(no title)
agrippanux | 5 months ago
It works off the Claude Code SDK, which mean it doesn't support many of the built in slash commands - it doesn't support /compact, which is 100% necessary because when you use this implementation enough, you'll eventually get a "Prompt too long" error message with no ability to do anything about it. Since you can't see how far you are in the context window, it's a deal breaker, since you have to start a fresh chat and might run out of room before you can ask it to create a summary prompt for continuing.
There is no way to switch models that I can tell - I think it just picks up on your default model - and there is no way to switch to Plan mode, which has become absolutely crucial to my workflow.
I didn't see Zed picking up on problems reported in the IDE, it was defaulting to running 'tsc -b' in my directories.
At this point it's better to run a terminal inside Zed and work from there. The official response in the Zed Discord has been "talk to your local Anthropic rep" to get them to support Zed's Agent Client Protocol (ACP).
dewey|5 months ago
manmal|5 months ago
beefsack|5 months ago
I set up my directives to maintain a work log for all work that I do. I instruct Claude Code to maintain a full log of the conversation, all commands executed including results, all failures as well as successes, all learnings and discoveries, as well as a plan/task list including details of what's next. When context is getting full, I do a /clear and start the new session by re-reading the work log and it is able to jump right back into action without confusion.

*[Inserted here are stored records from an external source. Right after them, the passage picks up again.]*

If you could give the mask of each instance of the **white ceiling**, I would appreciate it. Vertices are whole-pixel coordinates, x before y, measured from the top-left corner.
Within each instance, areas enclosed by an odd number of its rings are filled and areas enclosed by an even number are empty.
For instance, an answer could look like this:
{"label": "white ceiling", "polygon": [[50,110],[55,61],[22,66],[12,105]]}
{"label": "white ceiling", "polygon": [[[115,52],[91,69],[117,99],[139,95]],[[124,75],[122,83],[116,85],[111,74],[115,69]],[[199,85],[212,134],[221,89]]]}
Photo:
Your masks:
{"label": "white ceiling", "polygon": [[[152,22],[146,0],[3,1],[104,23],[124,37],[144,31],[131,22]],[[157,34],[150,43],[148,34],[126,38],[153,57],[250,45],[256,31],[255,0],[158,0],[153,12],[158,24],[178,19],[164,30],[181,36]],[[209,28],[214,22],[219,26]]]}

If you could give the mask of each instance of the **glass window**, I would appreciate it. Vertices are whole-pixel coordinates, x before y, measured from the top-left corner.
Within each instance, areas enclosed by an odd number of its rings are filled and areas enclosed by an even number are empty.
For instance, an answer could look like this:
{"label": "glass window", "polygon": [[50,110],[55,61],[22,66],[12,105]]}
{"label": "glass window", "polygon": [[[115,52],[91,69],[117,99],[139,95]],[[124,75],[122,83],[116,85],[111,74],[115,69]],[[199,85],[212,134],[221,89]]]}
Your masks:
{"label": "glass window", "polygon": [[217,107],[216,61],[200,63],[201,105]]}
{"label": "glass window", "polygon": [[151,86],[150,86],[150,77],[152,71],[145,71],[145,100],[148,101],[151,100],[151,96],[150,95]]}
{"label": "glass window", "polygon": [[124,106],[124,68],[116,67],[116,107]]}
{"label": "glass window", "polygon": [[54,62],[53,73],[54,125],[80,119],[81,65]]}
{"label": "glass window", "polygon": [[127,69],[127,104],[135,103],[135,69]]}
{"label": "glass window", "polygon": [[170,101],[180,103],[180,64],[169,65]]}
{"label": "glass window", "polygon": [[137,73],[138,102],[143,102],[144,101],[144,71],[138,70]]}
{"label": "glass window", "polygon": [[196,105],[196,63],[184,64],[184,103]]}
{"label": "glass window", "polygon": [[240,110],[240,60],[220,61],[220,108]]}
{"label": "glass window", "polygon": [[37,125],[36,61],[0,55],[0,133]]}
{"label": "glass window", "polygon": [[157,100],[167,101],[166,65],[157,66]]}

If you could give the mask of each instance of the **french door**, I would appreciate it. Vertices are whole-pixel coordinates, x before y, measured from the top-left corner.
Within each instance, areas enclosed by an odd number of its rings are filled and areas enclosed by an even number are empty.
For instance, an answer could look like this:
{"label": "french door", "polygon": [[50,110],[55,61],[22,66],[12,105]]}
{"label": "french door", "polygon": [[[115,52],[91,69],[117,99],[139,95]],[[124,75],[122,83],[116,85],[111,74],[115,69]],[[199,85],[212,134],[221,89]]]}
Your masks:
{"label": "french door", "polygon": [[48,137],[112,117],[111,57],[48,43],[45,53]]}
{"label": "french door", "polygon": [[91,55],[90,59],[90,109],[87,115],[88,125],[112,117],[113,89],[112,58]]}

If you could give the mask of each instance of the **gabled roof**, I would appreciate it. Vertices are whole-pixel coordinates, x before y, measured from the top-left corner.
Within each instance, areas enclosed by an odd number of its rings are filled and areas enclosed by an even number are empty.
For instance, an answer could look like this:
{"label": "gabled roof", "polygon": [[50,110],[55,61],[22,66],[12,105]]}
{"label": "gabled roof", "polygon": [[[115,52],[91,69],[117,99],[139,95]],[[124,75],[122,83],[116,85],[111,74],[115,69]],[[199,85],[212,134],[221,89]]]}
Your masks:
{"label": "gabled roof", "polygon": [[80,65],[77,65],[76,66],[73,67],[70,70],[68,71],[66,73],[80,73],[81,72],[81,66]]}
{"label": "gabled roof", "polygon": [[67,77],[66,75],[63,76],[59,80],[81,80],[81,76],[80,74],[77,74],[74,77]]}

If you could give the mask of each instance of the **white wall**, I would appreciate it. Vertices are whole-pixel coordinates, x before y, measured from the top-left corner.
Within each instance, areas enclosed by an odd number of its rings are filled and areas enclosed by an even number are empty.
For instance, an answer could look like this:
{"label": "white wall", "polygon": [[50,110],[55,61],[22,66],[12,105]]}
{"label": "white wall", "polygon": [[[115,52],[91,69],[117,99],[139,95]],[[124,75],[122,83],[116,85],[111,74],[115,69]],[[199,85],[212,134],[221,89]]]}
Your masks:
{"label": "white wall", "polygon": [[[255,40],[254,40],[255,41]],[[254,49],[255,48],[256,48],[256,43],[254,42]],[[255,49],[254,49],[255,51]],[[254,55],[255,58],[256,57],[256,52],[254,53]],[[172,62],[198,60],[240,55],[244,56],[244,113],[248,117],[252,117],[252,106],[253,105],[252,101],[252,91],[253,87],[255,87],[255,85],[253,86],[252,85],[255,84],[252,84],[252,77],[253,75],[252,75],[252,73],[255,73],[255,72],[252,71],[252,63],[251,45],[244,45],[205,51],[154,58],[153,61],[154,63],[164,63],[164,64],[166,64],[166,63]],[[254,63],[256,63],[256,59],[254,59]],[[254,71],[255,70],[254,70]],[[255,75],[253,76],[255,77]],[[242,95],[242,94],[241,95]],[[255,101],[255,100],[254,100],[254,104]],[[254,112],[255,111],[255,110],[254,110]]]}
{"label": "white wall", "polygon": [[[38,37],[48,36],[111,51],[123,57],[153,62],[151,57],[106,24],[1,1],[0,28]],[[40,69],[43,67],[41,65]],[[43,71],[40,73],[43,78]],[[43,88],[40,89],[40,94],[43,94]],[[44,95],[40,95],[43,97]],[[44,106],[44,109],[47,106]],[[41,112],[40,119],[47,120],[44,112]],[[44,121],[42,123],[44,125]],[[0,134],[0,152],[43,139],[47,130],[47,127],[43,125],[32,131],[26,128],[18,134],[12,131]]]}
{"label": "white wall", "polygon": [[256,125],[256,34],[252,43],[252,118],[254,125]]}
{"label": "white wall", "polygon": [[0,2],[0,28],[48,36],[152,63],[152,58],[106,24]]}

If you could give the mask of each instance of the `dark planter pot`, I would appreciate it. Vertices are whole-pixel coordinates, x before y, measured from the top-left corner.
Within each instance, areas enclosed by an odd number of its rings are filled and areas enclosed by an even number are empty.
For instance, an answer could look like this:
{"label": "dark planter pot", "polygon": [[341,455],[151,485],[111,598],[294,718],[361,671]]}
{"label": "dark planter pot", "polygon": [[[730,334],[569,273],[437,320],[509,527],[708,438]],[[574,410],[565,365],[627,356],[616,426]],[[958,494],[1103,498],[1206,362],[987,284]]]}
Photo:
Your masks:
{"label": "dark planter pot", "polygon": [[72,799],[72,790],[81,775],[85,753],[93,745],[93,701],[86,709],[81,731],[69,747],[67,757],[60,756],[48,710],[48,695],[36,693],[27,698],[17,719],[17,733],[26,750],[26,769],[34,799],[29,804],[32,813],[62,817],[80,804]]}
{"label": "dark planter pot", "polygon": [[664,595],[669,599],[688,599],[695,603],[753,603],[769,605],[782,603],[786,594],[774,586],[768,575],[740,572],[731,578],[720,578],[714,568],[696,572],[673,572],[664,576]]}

Work logs are great because the context becomes portable - you can share it between different tools or engineers and can persist the context for reuse later if needed.

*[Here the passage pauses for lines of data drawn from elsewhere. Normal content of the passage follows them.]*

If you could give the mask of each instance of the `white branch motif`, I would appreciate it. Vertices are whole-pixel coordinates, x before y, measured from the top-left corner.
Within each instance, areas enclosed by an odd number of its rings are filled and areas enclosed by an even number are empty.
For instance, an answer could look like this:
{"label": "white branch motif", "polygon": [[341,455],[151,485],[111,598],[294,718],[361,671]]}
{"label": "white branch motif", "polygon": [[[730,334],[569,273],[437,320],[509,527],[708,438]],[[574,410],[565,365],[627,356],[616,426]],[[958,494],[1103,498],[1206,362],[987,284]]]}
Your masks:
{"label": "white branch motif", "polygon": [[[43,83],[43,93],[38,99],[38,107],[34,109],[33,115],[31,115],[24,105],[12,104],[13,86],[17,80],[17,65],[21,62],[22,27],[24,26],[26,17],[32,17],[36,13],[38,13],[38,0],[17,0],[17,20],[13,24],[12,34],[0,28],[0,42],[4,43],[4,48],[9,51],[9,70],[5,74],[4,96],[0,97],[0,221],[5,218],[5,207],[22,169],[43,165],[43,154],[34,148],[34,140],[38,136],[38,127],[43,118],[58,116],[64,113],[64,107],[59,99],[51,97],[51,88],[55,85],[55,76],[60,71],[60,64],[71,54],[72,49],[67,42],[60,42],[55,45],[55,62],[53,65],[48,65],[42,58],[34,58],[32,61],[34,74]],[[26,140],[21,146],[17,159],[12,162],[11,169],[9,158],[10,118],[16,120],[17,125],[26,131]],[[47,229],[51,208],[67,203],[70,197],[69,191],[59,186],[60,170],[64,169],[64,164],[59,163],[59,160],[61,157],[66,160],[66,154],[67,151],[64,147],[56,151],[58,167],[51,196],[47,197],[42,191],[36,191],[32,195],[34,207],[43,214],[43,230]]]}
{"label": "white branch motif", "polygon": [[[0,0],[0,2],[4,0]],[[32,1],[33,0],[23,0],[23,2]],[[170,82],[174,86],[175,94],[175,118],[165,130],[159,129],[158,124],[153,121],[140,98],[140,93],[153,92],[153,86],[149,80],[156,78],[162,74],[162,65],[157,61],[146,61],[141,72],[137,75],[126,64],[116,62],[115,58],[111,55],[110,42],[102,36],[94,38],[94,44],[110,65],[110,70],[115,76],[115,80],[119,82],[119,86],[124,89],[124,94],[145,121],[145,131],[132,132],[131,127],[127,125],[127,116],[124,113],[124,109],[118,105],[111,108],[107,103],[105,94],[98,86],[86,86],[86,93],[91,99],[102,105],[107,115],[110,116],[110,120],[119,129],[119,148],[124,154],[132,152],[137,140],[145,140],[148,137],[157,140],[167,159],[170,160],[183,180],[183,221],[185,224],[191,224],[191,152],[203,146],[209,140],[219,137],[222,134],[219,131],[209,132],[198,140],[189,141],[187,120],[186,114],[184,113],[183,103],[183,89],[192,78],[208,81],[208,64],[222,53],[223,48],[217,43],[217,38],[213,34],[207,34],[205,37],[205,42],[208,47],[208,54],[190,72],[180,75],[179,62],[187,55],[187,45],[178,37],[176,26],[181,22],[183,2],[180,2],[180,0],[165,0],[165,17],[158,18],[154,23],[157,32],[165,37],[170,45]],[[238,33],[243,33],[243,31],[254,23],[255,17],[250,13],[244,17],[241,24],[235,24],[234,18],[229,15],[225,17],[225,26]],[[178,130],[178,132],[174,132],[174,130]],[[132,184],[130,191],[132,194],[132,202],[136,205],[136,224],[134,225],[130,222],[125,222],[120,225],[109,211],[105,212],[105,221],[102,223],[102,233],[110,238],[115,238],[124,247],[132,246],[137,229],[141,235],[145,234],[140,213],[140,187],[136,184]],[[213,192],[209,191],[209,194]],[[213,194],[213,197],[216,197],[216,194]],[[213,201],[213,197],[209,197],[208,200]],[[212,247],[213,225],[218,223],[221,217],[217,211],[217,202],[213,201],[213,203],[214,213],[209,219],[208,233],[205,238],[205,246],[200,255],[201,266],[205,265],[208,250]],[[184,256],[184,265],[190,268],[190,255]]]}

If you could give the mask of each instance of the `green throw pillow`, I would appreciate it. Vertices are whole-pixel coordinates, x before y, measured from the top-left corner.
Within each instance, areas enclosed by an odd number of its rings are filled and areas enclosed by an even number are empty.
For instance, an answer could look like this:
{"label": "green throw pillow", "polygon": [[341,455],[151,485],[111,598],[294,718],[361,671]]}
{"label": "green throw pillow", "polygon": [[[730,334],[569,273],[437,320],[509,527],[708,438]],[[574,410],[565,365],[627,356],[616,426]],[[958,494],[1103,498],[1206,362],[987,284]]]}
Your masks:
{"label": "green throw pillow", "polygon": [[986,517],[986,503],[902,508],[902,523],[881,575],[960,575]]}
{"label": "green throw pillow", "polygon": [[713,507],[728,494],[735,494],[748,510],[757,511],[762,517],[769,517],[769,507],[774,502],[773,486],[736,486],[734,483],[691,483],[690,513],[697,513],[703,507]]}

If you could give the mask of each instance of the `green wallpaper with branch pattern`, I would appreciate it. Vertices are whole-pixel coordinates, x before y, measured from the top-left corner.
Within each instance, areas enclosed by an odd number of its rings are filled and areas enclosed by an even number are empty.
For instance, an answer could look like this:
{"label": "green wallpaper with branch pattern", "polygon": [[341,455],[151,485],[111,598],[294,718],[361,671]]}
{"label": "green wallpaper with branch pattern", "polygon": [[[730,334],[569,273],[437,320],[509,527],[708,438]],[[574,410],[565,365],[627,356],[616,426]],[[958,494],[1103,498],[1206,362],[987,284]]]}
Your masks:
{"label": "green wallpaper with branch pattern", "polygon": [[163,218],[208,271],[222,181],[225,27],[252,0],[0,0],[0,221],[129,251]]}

furyofantares|5 months ago
This is probably very similar to /compact except I have a lot of control over the resulting context and can edit it and /clear again and retry if I run into an issue.
mi_lk|5 months ago
cmrdporcupine|5 months ago
I found the interface very nice but quickly ran up against limitations on prompt length (it wasn't that long) for example. I am used to being able to give detailed instructions, or even paste in errors/tracebacks.
I'll check back in in a few months.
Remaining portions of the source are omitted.